Aaron D. Parks
May 13, 2022
In building lofi.limo, media storage and distribution naturally came up. I have songs, announcements, and background image loops which I want to store and distribute to listeners. Let's take a look at how I've been able to do both without getting too fancy or spending too much money.
I store most of the data used for running lofi.limo — including metadata about songs, announcements, and backgrounds — in a PostgreSQL database. A relational database like PostgreSQL is handy on its own, but Ecto makes it really great to use with Elixir and Phoenix.

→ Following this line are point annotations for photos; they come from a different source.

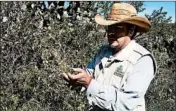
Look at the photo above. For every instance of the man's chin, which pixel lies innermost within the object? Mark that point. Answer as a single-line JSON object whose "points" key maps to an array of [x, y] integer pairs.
{"points": [[112, 46]]}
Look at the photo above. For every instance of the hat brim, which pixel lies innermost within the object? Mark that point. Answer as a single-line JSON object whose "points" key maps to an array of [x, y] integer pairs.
{"points": [[142, 23]]}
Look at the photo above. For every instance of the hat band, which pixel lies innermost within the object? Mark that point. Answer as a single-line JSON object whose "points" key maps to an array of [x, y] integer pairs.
{"points": [[122, 12]]}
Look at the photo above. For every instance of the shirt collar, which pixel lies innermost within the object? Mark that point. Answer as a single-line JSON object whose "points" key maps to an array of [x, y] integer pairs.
{"points": [[125, 52]]}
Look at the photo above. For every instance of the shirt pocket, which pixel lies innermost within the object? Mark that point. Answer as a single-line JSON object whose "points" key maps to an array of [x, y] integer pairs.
{"points": [[116, 79]]}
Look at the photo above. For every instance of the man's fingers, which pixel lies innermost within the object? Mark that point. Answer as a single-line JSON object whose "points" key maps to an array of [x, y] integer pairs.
{"points": [[65, 76], [74, 77], [78, 70]]}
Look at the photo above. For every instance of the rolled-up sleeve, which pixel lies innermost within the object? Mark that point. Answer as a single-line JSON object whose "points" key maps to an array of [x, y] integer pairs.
{"points": [[135, 87]]}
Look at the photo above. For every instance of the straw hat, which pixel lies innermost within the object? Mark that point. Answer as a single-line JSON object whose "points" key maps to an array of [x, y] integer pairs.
{"points": [[124, 13]]}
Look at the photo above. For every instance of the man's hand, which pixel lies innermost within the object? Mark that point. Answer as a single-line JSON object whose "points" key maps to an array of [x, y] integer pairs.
{"points": [[82, 77]]}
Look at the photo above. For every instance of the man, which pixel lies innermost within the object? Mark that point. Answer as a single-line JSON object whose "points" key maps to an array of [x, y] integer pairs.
{"points": [[120, 73]]}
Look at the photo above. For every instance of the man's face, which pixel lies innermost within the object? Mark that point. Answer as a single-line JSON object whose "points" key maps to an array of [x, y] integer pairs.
{"points": [[117, 35]]}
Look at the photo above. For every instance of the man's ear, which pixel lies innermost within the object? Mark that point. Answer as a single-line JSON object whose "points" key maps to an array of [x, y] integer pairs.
{"points": [[132, 31]]}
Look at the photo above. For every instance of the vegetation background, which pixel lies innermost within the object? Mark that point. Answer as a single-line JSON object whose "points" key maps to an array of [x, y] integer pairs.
{"points": [[39, 42]]}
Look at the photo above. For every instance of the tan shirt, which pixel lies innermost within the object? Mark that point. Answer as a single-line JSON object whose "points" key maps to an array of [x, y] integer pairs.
{"points": [[120, 81]]}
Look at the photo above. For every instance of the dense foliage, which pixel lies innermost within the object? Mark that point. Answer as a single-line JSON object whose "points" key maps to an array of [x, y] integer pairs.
{"points": [[40, 42]]}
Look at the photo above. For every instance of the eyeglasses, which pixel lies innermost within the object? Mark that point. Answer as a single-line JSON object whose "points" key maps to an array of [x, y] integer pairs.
{"points": [[114, 28]]}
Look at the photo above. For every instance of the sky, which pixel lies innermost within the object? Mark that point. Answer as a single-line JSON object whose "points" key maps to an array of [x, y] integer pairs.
{"points": [[168, 6]]}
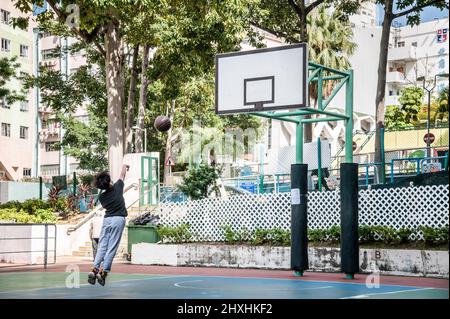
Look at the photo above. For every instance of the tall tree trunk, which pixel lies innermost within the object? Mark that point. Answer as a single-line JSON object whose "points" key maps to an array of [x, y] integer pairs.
{"points": [[381, 84], [307, 127], [142, 100], [168, 149], [131, 98], [114, 88]]}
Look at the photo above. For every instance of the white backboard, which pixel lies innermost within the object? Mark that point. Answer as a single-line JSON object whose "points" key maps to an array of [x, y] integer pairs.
{"points": [[262, 79]]}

I could store the media data itself in PostgreSQL too, perhaps as a
bytea
field.
In some applications this is very handy, but for mine I didn't expect to get
much out of it.
In fact, I wanted to support HTTP range requests which would be a little
awkward to serve out of PostgreSQL.
Range requests are the same as regular HTTP requests except they ask that only a portion (typically a byte range or ranges) of the requested resource (a song's audio data, for instance) be included in the response. Web browsers may use range requests for audio media in particular so that they can get portions of the media data as it's played rather than all at once. A server that doesn't understand range requests will respond with the entire song or announcement, which can trip up some web browsers.
If I kept the media in separate files, I could set up Plug.Static to serve those files for me. Plug.Static already has good support for range requests, so I wouldn't have to write code to handle that myself.
My first thought was to use natural names for the media files, perhaps artist and title or something like that. But I didn't want to fuss around with keeping the file names synchronized with the metadata in the database or to deal with the confusion of having them usually-but-not-quite the same as what was in the database.
I decided instead to make the file names no more than a unique identifier — a key for the media data which I could link to the metadata in the database. A media record in the database keeps track of the media data file name and the media data MIME type.
The base file name is generated by randomly selecting twenty lower-case letters. I wanted the probability of collisions to be vanishingly remote, but didn't want to have unreasonably long file names. Twenty characters is a reasonable length in my opinion (shorter, anyway, than natural names would likely be) and gives just shy of twenty octillion possible file names. If I've done my math right, I can create one million media items and have little worse than a one in forty quadrillion chance of a collision. That's as close to “won't happen” as I need to get.
The full file name ends in an extension appropriate to the media type. Plug.Static (and maybe the browser) will use this to guess the type of data.
To create a new media item, I wrote a function which takes a path to a temporary file containing the media data, the MIME type of the media, and an appropriate file name extension for the media type. The function assembles a new file name as described above and copies the temporary file into a directory for storing and serving media. It then creates a database record for the media item with its new file name and MIME type.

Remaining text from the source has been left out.